The four actions framework isn't a mechanism for rightsizing association activities nor is about "cutting what people like." It isn't a tool for brainstorming or updating the strategic plan. It is about making unconventional strategic moves that create new markets, markets that are difficult for competitors to imitate and through which it is possible for the organization to deliver value innovation, i.e., reduced costs and increased buyer value, to customers.
I would encourage you and the board to resist the temptation to look at the eliminate-reduce-raise-create grid as having "sides." Instead, look at the whole grid through the lens of the compelling strategic insight around which you're trying to organize The Center and identify what will be required to deliver that kind of value. This approach should help simplify the task of meaningful strategic thinking and action.

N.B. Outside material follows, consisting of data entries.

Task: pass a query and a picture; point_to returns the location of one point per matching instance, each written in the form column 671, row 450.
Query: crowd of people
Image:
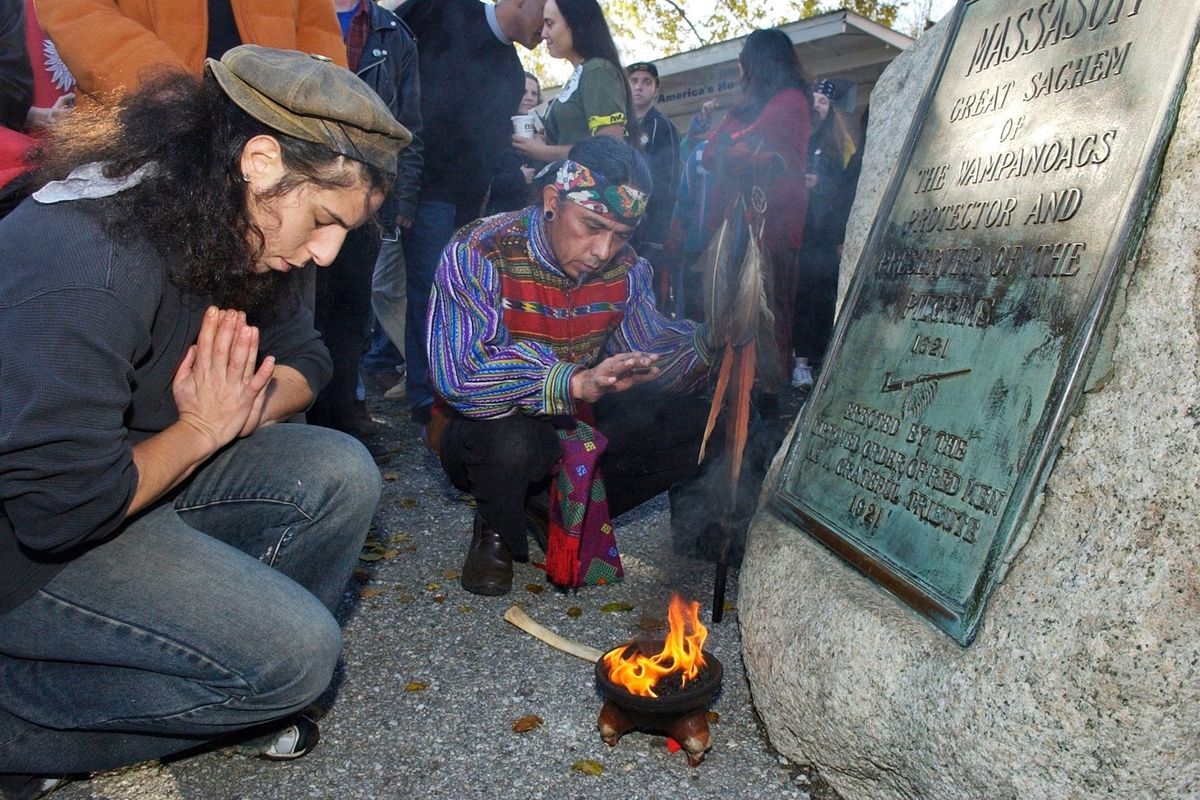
column 223, row 224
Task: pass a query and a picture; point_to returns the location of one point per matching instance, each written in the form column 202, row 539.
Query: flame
column 683, row 651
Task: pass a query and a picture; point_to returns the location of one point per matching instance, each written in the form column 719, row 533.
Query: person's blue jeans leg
column 389, row 301
column 424, row 242
column 203, row 617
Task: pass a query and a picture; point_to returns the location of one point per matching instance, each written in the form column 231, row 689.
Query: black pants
column 815, row 299
column 343, row 312
column 653, row 444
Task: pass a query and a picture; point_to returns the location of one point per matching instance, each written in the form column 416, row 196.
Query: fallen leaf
column 587, row 767
column 612, row 608
column 527, row 723
column 372, row 552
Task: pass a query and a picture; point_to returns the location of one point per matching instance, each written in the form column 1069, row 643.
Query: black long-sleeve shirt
column 471, row 85
column 91, row 331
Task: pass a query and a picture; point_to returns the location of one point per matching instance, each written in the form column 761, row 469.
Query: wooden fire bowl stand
column 683, row 716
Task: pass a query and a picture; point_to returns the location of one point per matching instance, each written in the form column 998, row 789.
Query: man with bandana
column 557, row 378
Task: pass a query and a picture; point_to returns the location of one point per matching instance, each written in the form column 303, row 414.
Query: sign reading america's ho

Posted by: Jeff De Cagna | June 20, 2006 10:55 PM
RESPONSE: Sorry, I never meant to imply that the four action framework was either a mechanism for “right sizing association activities” or “cutting what people like.” Blue Ocean Strategies create uncontested market space and new demand, break the value-cost trade off, and align activities in pursuit of differentiation AND low cost. However, my point is that a part (and I would argue a big part) of creating a blue ocean is strategic focus and value clarity, both of which can be difficult for associations. The new market space is defined as much but what you don’t do as by what you do.